BUSSI PASO LA ULTIMA REVISION: HOY, A JUICIO Hombre de buen corazón

Al ex dictador tucumano se le acabaron las excusas físicas y psíquicas.

El ex jerarca de la dictadura militar, Antonio Domingo Bussi, tendrá que enfrentar a partir de hoy nuevamente el juicio oral en su contra por la desaparición del senador Guillermo Vargas Aignasse, en 1976, luego de recibir el alta médica y ser reenviado detenido a un country de esta ciudad, donde cumple arresto domiciliario.

La familia de Bussi, sin embargo, embistió contra el criterio del perito oficial de la Suprema Corte de Justicia para volver a colocar al ex gobernador de Tucumán en el banquillo de los acusados.

“El médico de la Corte cree que mi padre, con 82 años, está en condiciones de ir a jugar al tenis con David Nalbandian”, se quejó ante los periodistas Ricardo Bussi, uno de los hijos del general retirado.

Bussi hijo reaccionó así luego de que el ex represor y ex gobernador de Tucumán fuera revisado por el perito médico de la Suprema Corte de Justicia, José María David.

Ayer por la mañana, Bussi recibió el alta del Centro Privado de Cardiología, donde pasó 48 horas internado y volvió al country donde cumple arresto.

El estado de salud del ex jefe del Operativo Independencia había atravesado una zona gris el martes pasado durante la jornada inaugural del juicio que se le sigue junto a su ex superior y ex comandante del III Cuerpo de Ejército, Luciano Benjamín Menéndez, por el caso Vargas Aignasse.

Durante las más de dos horas que duró la audiencia Bussi había permanecido sentado en el banquillo de los acusados, con una mochila de oxígeno, y por momentos -”cuando las cámaras lo enfocaban”, según dijo el secretario de Derechos Humanos, Eduardo Luis Duhalde- entrecerraba los ojos y parecía adormecerse.

Luego del cuarto intermedio del mediodía, el ex general aseguró que sentía dolores en el pecho, por lo que el perito médico Mario Andrés Gálvez lo revisó y recomendó su internación a fin de someterlo a estudios y análisis en prevención de “un posible síndrome coronario agudo”.

Finalmente, Bussi salió acostado sobre una camilla de la sala de audiencias en dirección hacia una ambulancia, que lo trasladó a un instituto privado de cardiología, mientras muchos manifestantes que aguardaban en la calle gritaban e intentaban golpear el móvil sanitario.

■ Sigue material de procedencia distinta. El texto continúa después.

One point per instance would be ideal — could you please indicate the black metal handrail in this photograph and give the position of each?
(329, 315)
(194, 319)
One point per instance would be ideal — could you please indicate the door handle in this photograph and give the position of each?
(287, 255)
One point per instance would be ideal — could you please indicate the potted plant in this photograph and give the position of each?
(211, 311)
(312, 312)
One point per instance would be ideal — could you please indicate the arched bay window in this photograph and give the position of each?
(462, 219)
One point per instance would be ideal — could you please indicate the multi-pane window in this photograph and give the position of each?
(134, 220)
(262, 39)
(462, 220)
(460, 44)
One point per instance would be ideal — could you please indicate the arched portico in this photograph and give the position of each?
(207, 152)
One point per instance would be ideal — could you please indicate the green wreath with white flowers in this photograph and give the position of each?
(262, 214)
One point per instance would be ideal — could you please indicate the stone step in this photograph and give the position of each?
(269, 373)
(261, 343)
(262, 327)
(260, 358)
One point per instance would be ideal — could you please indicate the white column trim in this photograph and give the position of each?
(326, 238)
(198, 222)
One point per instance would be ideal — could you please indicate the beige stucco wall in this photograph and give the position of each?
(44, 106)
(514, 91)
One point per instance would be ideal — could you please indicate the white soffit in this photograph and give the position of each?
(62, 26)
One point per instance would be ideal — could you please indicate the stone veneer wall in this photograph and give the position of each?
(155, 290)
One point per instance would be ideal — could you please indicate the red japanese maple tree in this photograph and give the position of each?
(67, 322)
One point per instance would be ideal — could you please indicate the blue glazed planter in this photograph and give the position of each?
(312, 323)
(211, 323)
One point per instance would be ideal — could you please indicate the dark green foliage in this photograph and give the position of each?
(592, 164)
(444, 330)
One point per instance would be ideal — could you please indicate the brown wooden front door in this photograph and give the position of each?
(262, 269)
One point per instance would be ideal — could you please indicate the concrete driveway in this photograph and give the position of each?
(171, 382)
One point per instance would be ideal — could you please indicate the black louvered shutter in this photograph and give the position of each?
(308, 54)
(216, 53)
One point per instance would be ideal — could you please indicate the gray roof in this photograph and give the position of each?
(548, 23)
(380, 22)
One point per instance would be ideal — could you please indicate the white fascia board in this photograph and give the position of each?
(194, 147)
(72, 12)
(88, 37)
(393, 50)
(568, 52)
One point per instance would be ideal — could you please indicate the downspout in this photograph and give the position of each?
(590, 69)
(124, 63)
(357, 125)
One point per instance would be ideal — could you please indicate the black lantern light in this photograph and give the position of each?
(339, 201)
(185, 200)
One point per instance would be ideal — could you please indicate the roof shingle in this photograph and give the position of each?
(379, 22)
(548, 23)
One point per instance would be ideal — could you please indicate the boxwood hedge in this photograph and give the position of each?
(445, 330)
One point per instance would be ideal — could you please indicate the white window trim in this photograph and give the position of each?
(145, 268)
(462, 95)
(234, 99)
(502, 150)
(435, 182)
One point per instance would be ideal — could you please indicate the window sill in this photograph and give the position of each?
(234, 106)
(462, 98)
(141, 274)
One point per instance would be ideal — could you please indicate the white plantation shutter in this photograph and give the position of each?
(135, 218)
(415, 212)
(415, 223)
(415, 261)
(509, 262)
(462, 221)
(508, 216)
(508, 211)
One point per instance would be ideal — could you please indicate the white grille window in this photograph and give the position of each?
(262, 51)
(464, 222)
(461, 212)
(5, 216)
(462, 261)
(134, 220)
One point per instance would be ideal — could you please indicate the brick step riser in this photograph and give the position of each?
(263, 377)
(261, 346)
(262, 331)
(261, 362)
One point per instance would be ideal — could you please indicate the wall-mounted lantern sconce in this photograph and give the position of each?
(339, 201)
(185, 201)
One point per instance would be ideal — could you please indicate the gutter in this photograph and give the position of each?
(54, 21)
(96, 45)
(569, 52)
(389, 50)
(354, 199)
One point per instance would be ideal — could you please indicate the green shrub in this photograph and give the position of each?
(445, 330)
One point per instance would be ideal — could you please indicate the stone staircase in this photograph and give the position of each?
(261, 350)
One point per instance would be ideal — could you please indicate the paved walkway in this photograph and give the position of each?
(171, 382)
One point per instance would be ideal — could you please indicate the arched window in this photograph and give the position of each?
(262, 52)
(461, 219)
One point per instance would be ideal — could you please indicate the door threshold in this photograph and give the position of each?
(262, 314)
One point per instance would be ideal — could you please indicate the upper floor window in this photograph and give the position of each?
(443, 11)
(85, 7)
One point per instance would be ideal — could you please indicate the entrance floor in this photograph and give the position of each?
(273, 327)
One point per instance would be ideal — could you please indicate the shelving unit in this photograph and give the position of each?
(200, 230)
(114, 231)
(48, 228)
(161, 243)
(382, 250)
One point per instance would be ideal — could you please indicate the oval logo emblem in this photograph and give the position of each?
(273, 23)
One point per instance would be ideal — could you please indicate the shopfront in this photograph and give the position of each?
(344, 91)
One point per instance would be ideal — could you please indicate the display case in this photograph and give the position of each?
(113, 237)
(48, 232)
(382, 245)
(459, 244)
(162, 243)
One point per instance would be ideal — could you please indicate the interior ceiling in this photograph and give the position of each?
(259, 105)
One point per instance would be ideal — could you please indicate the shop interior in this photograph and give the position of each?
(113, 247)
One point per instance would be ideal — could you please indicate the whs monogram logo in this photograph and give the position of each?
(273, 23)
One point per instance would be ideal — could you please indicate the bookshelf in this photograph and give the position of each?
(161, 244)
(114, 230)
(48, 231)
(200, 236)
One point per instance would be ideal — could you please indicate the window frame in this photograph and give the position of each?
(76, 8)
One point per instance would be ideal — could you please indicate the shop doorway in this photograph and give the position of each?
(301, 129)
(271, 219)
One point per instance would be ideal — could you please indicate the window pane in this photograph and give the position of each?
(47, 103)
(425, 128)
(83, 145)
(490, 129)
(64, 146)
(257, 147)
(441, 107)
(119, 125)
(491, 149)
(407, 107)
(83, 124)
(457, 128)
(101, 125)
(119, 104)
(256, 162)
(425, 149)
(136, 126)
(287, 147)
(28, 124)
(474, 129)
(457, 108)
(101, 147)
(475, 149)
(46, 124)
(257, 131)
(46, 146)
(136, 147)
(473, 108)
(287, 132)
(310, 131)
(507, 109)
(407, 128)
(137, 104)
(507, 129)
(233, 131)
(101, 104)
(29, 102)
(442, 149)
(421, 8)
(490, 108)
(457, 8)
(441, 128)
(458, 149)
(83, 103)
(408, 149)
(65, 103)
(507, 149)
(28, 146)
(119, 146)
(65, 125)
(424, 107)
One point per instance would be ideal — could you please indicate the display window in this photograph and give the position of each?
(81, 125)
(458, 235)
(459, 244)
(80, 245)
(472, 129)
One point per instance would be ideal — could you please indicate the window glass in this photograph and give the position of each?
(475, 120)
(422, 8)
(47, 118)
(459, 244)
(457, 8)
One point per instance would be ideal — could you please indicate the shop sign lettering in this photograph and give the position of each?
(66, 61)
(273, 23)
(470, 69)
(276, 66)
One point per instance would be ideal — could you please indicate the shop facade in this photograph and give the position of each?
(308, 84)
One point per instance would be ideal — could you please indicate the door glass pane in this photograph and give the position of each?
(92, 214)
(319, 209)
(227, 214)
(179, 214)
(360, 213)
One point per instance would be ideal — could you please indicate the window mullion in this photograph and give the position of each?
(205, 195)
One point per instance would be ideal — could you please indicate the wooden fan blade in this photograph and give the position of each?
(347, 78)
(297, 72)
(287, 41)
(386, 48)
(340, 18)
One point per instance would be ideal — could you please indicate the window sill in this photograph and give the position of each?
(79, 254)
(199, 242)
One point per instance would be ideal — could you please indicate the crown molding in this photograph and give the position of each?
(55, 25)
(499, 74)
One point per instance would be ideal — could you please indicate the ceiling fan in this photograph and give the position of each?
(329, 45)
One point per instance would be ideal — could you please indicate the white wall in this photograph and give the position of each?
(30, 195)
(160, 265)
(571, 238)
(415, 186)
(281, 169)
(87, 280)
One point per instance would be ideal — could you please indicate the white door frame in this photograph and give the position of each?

Hasta último momento, Bussi intentó eludir la obligación de estar presente en el proceso alegando problemas de salud, ya que padece una dolencia crónica, pero una pericia médica determinó que estaba en condiciones clínicas de afrontar al Tribunal Oral en lo Criminal de la provincia.

Bussi y Menéndez -81 años, cumple prisión perpetua por otra causa en Córdoba- afrontan una acusación por los delitos de violación de domicilio; aplicación de tormentos reiterados; homicidio calificado; privación ilegítima de la libertad agravada y asociación ilícita, los que constituyen delitos de lesa humanidad.

La etapa de prueba en este proceso iba a abrirse el miércoles, cuando declararía Marta Cárdenas, esposa de Vargas Aignasse y la última persona en verlo con vida antes de su secuestro, el 24 de marzo de 1976.